EU-Kommission verteilt gute Noten

Zwar haben die elf Euro-Teilnehmerländer längst nicht alle Kriterien des Maastrichtvertrags erfüllt. Aber die Währungsunion soll dennoch 1999 beginnen  ■ Aus Brüssel Alois Berger

Mit großer Nachsicht hat die EU-Kommission in Brüssel der Bundesrepublik die Euroreife bescheinigt. Zwar hat Bonn als einzige EU-Regierung seine Staatsschulden 1997 nicht abgebaut, sie sind seit 1995 sogar von 58 Prozent auf 61,4 Prozent gestiegen. Laut Maastrichter Vertrag dürfen die Staatsschulden 60 Prozent des Bruttoinlandsproduktes nur dann übersteigen, wenn sie „hinreichend rückläufig“ sind. Aber das könne man ausnahmsweise durchgehen lassen, meinte ein Sprecher der EU-Kommission. Es sei mit den Lasten der deutschen Vereinigung zu rechtfertigen.
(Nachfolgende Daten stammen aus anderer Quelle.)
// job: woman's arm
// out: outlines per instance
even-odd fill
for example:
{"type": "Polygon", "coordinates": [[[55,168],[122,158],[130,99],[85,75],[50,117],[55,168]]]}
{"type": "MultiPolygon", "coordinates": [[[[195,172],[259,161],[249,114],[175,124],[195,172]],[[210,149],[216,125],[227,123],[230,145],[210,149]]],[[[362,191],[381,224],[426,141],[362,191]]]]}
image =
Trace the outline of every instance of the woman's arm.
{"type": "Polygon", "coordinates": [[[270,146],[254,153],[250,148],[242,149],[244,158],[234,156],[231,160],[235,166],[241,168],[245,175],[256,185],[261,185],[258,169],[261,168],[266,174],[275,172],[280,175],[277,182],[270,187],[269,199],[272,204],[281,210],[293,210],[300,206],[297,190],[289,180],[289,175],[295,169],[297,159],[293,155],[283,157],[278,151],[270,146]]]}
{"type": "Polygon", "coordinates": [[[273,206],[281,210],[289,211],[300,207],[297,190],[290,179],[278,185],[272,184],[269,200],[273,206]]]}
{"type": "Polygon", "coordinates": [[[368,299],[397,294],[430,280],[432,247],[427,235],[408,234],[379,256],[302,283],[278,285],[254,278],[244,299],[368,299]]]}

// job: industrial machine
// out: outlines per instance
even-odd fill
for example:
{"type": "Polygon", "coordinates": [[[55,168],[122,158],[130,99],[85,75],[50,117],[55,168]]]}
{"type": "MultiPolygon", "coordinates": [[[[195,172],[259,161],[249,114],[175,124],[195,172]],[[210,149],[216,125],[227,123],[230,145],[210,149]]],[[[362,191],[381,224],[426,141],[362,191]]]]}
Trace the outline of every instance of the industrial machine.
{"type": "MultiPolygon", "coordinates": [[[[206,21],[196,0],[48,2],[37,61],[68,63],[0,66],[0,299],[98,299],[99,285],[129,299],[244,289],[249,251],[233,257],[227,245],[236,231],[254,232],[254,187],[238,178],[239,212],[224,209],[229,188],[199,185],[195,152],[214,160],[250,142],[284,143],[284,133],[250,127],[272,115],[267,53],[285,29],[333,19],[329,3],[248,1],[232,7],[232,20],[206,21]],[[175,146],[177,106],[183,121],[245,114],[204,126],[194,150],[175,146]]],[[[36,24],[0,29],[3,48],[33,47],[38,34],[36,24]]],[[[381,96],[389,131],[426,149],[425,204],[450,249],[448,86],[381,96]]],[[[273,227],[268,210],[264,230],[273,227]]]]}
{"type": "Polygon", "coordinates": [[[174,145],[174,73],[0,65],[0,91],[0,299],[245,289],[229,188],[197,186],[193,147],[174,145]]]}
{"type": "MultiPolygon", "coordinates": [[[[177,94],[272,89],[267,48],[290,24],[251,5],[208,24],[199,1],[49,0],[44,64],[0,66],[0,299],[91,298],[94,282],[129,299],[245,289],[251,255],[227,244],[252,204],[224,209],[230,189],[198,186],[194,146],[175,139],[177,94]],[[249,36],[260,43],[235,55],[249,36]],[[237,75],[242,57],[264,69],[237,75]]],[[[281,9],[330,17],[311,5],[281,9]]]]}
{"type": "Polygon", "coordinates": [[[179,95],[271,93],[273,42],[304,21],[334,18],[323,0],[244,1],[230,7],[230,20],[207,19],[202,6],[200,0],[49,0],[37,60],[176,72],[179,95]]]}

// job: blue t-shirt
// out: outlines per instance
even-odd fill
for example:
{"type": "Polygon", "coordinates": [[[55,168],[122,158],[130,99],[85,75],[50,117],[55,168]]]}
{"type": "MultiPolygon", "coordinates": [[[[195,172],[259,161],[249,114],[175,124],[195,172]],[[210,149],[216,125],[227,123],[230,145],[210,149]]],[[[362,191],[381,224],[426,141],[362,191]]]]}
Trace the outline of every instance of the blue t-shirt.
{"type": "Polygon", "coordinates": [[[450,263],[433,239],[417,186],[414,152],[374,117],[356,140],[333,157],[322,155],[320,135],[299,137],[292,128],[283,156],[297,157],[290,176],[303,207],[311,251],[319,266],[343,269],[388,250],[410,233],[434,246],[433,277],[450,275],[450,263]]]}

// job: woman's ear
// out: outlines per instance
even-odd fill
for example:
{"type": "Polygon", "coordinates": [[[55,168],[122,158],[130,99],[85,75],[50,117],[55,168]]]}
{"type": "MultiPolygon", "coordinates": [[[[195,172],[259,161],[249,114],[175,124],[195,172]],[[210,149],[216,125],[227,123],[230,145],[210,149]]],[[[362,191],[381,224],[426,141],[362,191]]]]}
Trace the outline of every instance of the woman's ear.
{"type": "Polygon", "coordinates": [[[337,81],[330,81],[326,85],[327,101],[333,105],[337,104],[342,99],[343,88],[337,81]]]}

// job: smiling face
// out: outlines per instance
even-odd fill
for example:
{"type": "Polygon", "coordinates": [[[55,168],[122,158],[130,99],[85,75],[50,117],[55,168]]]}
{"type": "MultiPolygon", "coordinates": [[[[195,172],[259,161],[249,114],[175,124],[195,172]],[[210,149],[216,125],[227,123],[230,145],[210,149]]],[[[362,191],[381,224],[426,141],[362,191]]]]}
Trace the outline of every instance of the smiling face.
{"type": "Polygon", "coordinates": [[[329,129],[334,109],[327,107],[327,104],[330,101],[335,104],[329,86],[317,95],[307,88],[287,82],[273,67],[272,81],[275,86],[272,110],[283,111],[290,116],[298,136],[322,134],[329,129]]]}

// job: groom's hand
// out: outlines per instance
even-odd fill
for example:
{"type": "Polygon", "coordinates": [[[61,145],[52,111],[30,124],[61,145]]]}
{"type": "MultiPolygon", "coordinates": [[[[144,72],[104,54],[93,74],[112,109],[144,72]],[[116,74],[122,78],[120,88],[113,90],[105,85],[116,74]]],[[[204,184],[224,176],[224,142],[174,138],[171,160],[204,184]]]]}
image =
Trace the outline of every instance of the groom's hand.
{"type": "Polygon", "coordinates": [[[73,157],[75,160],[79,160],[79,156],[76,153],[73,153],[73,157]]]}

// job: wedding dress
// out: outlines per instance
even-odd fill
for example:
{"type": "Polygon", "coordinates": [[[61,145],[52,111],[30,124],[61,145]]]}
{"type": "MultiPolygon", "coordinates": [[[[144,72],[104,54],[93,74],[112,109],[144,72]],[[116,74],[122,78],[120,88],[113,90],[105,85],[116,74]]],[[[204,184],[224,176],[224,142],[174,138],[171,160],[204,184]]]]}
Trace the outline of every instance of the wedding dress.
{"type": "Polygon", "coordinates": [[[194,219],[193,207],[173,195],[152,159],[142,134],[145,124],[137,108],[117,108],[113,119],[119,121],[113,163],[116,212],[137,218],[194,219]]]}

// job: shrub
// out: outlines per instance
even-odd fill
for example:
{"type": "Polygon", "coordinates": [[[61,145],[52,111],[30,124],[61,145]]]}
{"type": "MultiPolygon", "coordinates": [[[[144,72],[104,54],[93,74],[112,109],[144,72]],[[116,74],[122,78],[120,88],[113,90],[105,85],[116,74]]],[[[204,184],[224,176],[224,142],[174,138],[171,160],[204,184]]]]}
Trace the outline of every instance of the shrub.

Ohne diese Sonderausgaben wäre Deutschland deutlich unter der geforderten 60-Prozent-Schwelle geblieben.

Auch mit den Schulden der anderen EU-Länder ging die EU- Kommission überaus wohlwollend um. Obwohl neun Regierungen mehr Schulden haben, als Waigel eigentlich erlauben wollte, erfüllten mit Ausnahme Deutschlands alle das Kriterium der „hinreichenden Rückläufigkeit“. Mit anderen Worten: Sie haben den Schuldenberg reduziert. Von Belgien und Italien, die immer noch mit mehr als 120 Prozent des Bruttoinlandsprodukts (BIP) verschuldet sind, ließ sich die EU-Kommission bereits vor Wochen schriftlich zusichern, daß weiter drastisch gespart wird. Spätestens 2003 müßte die 100-Prozent-Marge unterschritten werden. Bei den übrigen Hürden, die der Maastrichter Vertrag vor die Währungsunion gesetzt hat, bescheinigte die EU-Kommission den elf Euroländern „glänzende Ergebnisse“. Die Haushaltsdefizite seien auf die geforderten 3 Prozent und darunter gesunken, die Inflationsraten lägen auf dem historischen Tiefstand von 1,6 Prozent, die langfristigen Zinsen bei lediglich noch 5,9 Prozent. „Das übertrifft die optimistischsten Erwartungen“, lobte EU-Kommissionspräsident Jacques Santer.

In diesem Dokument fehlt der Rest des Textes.